Родни смотрел на нее во все глаза, как бы пытаясь вобрать в себя весь ее облик: белокурые волосы с каким-то даже серебристым оттенком, большие синие глаза, стройную фигурку в шелковом голубом платье.

— Ну что ж, тогда будьте осторожны, — предупредил он, — не то вы встретите того, кто своими поцелуями сорвет с вас эту маску надменной холодности. Берегитесь, Лорна! Если вы в самом деле сделаны изо льда, то от зноя пустыни можете и растаять.

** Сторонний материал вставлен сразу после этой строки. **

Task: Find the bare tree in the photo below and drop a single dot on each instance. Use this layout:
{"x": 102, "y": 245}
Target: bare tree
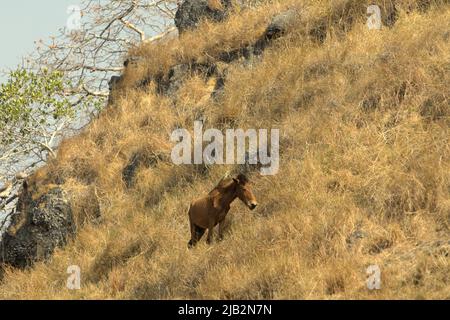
{"x": 83, "y": 57}
{"x": 98, "y": 35}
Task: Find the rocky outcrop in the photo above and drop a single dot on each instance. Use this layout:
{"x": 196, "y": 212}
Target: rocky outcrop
{"x": 191, "y": 12}
{"x": 37, "y": 228}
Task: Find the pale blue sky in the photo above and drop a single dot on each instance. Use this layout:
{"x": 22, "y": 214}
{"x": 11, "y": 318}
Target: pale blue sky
{"x": 24, "y": 21}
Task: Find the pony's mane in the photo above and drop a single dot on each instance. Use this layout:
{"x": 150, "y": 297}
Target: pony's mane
{"x": 223, "y": 184}
{"x": 226, "y": 182}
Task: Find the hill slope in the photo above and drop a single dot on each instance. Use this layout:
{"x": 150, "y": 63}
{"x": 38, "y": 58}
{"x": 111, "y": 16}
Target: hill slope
{"x": 364, "y": 174}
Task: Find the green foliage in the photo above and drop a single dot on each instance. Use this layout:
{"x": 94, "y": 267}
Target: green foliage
{"x": 29, "y": 98}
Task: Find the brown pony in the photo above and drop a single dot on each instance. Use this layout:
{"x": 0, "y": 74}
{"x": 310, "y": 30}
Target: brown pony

Она рассмеялась, и тут из комнаты отдыха появились Фезертоны: пышнотелая Долли с завитыми жидковатыми волосиками и ртом, собранным в куриную гузку; миссис Фезертон, всегда держащая нос по ветру; и сам мистер Фезертон. Выступая следом за своими дамами, он бросил на Лорну жадный взгляд, как всегда не замеченный его женой, ибо этот человек относился к тому типу мужей, которые любят попроказничать за спиной жены.

Лорна недолюбливала Фезертонов, поэтому, небрежно помахав Родни рукой, побежала по лестнице к своему номеру. Общение с такими людьми она считала пустой тратой времени, хотя всегда охотно и с радостью уделяла много внимания всем, кто попадал в беду, особенно детям и несчастным животным.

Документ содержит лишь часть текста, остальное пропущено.